第129節『二俣城の緊張』
第129節『二俣城の緊張』
天竜川の流れは冬の光を鈍く反射していた。
その流れと二俣川に挟まれた二俣城は、天然の要害であるはずだった。だが今、その城下に緊張が走っていた。物見櫓に立つ徳川兵は、乾いた喉を鳴らす。北の山道から、断続的に武田の斥候が姿を現し、挑発するように旗を振っては消えていく。夜が訪れると、遠くの山裾に無数の篝火が燃え上がり、まるで炎の龍が城を窺っているかのようであった。
「……信玄の本隊か、それともただの脅しか」
城兵は呻いた。矢の備えはあるが、兵糧は長期戦に耐えられるほどではない。
「浜松からの援軍はまだなのか」「犬居城はどうした……? あそこが落ちれば、我らは武田との最前線になるぞ」「……もう落ちたと聞いた」
沈黙。誰も顔を上げられなかった。源次の予測通り、犬居城は武田に降った。城主の天野氏は武田に旧恩があったため、本格的な抵抗の前に城を明け渡したのだ。その結果、二俣城は完全に孤立し、天竜川の防衛線における最前線の砦と化してしまった。
(もはや、援軍は来ぬ……)
若き兵士の胸裏に、絶望が忍び寄った。
その頃、井伊谷の評定の間には香が焚かれ、薄い煙が漂っていた。だがその香りは心を鎮めるどころか、張り詰めた空気を濃くしていた。
そこへ駆け込む伝令の声。「二俣城より急報! 武田の先遣隊が城下に迫り、本格的な包囲の構えを見せております! 救援を請うとのことにございます!」
直後、中野直之が声を張り上げた。
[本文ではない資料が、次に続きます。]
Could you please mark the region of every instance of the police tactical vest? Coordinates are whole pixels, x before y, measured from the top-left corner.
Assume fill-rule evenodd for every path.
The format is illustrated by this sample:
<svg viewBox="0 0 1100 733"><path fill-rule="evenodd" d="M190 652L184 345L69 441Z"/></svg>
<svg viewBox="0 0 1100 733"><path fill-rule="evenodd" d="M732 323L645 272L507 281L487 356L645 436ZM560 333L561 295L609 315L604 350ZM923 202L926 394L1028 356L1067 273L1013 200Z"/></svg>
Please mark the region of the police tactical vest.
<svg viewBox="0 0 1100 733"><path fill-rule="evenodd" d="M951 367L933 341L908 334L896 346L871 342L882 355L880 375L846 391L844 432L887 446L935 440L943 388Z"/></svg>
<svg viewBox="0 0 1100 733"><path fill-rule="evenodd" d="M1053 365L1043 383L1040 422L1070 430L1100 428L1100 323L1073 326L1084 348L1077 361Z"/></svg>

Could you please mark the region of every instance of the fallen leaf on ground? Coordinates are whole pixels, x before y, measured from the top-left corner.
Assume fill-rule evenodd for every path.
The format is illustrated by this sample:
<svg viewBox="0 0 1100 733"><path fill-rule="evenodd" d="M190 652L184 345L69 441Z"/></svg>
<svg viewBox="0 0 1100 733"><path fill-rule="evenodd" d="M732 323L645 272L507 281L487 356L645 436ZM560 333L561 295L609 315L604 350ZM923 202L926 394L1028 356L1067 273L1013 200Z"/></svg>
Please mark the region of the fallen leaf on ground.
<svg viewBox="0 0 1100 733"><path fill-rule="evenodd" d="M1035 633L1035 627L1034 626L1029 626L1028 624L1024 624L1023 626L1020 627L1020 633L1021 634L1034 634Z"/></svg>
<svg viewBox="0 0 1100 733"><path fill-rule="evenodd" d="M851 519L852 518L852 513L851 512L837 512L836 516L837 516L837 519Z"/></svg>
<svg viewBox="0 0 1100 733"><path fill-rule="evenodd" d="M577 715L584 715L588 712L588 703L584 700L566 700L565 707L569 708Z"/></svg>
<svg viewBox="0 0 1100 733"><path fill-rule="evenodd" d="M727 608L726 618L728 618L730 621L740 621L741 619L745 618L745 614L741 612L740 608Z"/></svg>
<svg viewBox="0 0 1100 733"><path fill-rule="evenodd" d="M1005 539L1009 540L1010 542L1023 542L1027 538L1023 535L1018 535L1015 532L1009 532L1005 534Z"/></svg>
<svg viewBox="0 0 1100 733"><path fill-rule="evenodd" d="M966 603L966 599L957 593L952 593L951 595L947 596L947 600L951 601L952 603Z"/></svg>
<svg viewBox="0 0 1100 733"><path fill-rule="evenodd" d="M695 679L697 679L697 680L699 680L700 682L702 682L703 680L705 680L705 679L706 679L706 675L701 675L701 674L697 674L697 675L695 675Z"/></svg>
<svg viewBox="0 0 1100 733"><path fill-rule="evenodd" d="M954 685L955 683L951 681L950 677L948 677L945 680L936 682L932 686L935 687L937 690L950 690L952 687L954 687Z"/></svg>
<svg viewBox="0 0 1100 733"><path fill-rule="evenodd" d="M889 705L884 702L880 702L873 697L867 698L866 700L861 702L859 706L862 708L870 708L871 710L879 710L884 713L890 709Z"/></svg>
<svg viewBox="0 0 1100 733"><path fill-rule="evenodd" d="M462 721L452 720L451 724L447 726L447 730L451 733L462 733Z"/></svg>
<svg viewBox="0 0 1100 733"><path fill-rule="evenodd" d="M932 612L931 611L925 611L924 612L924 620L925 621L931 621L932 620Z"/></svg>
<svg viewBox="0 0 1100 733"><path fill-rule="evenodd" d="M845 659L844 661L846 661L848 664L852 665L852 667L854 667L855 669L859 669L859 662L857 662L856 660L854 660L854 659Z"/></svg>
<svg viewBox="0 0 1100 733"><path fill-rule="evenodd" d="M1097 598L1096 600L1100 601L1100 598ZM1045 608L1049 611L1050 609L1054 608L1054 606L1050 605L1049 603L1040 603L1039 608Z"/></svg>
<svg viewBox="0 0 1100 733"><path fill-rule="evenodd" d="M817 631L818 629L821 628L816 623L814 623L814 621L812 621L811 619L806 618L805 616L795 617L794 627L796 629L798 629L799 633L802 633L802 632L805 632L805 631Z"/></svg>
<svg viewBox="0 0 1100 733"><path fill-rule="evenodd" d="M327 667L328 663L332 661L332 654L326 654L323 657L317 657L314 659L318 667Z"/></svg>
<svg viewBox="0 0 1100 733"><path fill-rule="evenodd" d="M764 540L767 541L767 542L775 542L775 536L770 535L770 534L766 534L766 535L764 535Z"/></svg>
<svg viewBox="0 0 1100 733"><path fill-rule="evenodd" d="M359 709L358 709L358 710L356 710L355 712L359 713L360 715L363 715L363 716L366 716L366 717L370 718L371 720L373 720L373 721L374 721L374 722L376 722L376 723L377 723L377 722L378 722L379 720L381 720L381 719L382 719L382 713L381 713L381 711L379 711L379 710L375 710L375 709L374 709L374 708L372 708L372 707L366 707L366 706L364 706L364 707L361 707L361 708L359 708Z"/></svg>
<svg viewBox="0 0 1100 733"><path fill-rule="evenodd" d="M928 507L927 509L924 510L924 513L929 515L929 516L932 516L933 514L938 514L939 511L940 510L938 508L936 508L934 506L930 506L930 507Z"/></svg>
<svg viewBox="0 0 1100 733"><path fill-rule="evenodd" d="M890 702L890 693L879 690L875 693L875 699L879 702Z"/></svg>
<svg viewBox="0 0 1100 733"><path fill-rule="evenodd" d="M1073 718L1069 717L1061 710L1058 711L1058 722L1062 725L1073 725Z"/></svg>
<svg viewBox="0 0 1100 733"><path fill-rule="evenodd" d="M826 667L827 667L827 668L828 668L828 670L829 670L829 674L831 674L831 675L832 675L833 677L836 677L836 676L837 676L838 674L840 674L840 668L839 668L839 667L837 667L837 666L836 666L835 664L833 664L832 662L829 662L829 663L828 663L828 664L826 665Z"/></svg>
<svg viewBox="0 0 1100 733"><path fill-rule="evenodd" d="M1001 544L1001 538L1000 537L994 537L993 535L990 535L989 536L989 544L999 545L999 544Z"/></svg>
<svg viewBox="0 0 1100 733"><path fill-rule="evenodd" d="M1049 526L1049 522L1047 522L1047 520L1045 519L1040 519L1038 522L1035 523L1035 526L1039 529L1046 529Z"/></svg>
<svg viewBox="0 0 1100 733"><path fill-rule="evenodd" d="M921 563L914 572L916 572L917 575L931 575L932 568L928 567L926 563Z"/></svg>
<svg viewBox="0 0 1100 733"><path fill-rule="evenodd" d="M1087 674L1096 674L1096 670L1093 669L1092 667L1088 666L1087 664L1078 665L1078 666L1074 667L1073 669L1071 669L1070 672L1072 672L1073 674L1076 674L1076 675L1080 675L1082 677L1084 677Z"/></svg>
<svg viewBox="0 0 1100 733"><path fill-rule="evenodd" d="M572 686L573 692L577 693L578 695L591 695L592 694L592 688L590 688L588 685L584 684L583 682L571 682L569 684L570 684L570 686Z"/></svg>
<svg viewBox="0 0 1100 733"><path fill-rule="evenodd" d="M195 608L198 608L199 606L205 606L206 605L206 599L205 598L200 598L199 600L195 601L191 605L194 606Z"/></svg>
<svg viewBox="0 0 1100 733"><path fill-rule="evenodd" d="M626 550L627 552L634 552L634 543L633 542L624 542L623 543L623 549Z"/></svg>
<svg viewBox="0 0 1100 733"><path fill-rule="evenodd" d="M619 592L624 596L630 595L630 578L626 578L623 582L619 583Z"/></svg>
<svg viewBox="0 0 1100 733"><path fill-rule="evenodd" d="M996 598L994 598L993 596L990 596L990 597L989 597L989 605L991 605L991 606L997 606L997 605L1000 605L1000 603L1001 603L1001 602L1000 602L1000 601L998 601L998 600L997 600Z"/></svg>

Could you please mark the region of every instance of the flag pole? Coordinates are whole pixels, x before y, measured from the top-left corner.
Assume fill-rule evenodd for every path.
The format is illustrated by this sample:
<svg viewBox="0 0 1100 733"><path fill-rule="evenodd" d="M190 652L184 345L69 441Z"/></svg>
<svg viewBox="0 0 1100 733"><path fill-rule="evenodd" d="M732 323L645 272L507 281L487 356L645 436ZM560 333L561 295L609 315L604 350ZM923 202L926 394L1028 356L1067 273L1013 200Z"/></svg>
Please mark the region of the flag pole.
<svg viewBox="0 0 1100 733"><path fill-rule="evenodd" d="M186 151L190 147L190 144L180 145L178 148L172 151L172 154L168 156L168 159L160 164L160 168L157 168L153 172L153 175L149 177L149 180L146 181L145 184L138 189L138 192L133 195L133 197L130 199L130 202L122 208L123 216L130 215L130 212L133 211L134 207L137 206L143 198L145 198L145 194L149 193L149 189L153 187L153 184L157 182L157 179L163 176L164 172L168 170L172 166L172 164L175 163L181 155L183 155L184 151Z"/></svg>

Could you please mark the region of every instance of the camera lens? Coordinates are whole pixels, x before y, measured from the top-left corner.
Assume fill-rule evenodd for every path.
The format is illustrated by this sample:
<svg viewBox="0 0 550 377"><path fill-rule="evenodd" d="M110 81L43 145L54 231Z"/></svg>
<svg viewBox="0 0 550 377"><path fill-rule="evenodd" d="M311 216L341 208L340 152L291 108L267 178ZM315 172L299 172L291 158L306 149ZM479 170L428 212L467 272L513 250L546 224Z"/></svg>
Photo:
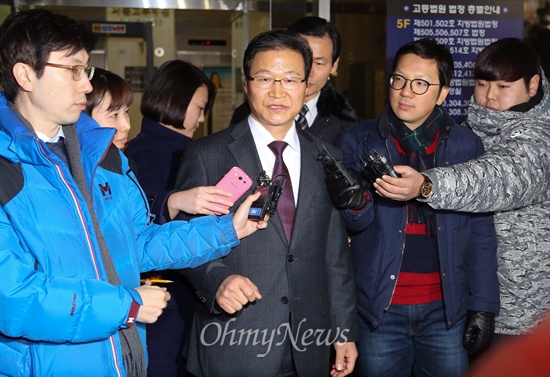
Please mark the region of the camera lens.
<svg viewBox="0 0 550 377"><path fill-rule="evenodd" d="M239 177L239 181L242 181L243 180L243 177Z"/></svg>

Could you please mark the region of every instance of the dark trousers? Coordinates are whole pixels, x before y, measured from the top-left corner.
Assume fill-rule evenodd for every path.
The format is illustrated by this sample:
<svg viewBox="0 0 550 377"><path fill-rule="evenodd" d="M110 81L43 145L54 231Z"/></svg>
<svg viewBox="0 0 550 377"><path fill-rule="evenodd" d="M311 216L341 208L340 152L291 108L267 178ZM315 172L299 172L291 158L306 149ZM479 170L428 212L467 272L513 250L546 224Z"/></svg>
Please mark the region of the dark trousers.
<svg viewBox="0 0 550 377"><path fill-rule="evenodd" d="M168 272L168 271L166 271ZM165 286L171 299L155 323L147 325L147 350L149 353L148 377L187 376L183 348L189 338L193 312L198 300L189 282L175 271L163 272L163 278L173 283Z"/></svg>

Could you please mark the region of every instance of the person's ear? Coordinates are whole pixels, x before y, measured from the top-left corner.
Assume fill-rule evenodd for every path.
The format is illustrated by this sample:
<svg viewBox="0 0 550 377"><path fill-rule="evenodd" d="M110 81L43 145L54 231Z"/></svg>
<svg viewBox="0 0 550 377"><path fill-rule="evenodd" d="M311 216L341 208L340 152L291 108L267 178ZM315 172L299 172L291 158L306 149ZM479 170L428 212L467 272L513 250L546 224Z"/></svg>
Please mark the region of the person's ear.
<svg viewBox="0 0 550 377"><path fill-rule="evenodd" d="M31 92L34 87L36 73L30 65L25 63L15 63L11 72L19 86L26 92Z"/></svg>
<svg viewBox="0 0 550 377"><path fill-rule="evenodd" d="M537 94L537 90L539 89L539 83L540 83L540 76L534 75L531 77L531 80L529 80L529 97L534 97L535 94Z"/></svg>
<svg viewBox="0 0 550 377"><path fill-rule="evenodd" d="M243 77L243 88L246 95L248 95L248 80L246 77Z"/></svg>
<svg viewBox="0 0 550 377"><path fill-rule="evenodd" d="M445 101L445 98L447 98L447 95L449 94L449 87L444 86L441 88L441 91L439 92L439 97L437 97L437 104L441 105L443 101Z"/></svg>
<svg viewBox="0 0 550 377"><path fill-rule="evenodd" d="M340 63L340 57L336 59L334 64L332 64L332 68L330 69L330 74L334 74L338 70L338 63Z"/></svg>

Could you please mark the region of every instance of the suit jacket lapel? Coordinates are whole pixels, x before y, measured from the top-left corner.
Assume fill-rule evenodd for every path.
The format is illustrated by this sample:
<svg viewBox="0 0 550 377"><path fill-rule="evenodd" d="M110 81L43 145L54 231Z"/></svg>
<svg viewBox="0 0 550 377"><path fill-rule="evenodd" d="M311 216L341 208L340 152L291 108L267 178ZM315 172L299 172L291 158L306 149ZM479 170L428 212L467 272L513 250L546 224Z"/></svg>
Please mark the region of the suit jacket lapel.
<svg viewBox="0 0 550 377"><path fill-rule="evenodd" d="M237 165L254 180L252 184L254 188L256 187L256 180L262 171L262 164L260 163L258 151L256 151L252 132L250 132L250 127L248 127L248 118L233 126L231 136L234 138L234 141L229 143L227 147L235 161L237 161Z"/></svg>
<svg viewBox="0 0 550 377"><path fill-rule="evenodd" d="M295 237L307 234L307 229L302 229L302 226L307 223L307 217L314 213L314 206L318 202L318 195L315 195L319 191L319 162L317 162L317 155L319 151L316 149L314 143L306 139L300 132L300 189L298 191L298 205L296 207L296 216L294 218L294 229L292 231L292 241Z"/></svg>

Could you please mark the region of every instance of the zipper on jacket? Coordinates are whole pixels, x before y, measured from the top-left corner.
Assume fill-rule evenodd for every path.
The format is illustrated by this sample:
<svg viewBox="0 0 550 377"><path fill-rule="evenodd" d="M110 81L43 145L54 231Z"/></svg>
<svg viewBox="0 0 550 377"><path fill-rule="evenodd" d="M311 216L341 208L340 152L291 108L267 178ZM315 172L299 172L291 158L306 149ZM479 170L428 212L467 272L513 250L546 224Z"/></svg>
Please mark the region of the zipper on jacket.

「盟友の危機を見過ごすは武士の恥! ただちに後詰を出すべきにございます!」
だが、すぐに反論が続いた。「我らを見捨てた徳川のために、なぜ血を流さねばならぬ!」「犬居城も落ちた。二俣に援軍など、虎の口に首を差し入れるも同じ!」
声がぶつかり合い、評定の間は騒然となった。
源次は沈黙を保ったまま、心を裂かれる思いで己を見つめていた。
(史実通りだ……。二俣城は武田の圧力に晒され、徳川は援軍を出せず、来年の本格侵攻でやがて落城する。そして、その次に武田の牙が向くのは……この井伊谷だ)
彼の脳裏には、歴史書で読んだ乾いた一文が蘇る。「元亀三年、三方ヶ原の後、井伊谷城もまた武田の猛攻の前に開城し、一時その軍門に降った」。
(開城……つまり降伏だ。来年、直虎様が、あの信玄に頭を下げることになる。領民は武田の支配に喘ぎ、井伊家は存亡の危機に立たされる……。俺が知る歴史では、そうなってしまうんだ)
(ここで援軍を送れば、史実通り無駄死にするだけ。だが、見捨てれば、次は俺たちの番だ。どちらを選んでも地獄……。いや、違う。史実を知っている俺には、選べるはずだ。この二つ以外の道を!)
さらに深層で、熱く燃える想いが突き上げる。(直虎様なら、どうされるだろう。たとえ見捨てられた相手でも、義理と人情を重んじる方だ。その顔に泥を塗るような真似は……俺にはできぬ!)
冷徹な軍師としての理、現代人としての感情、推しへの敬慕――三つの意識が胸で激突し、源次の掌は氷のように冷たくなっていた。
やがて議論は袋小路に陥った。直虎も決断を下せず、沈痛な面持ちで黙している。重苦しい沈黙の中、全員の視線が源次へと集まった。
地図を睨み続けていた源次は、やがてゆっくりと顔を上げた。その瞳には、決意の炎が宿っていた。
「……出陣いたしまする。ただし――」
一同が息を呑む。
「正面から二俣城の救援に向かうのではありません。我らの狙いは、敵の背後。武田の本隊ではなく、その『腹』を突くのです」
源次の言葉は、誰もが想像していなかった「第三の道」の始まりを示していた。それは、ただ籠城して来たるべき降伏を待つのでも、犬死に覚悟で援軍に向かうのでもない。小勢力である井伊家が、巨大な武田軍に対して最も効果的な一撃を与え、歴史の流れそのものを変えようとする、攻めの一手であった。
その策がどのようなものか、まだ誰も知る由もなかった。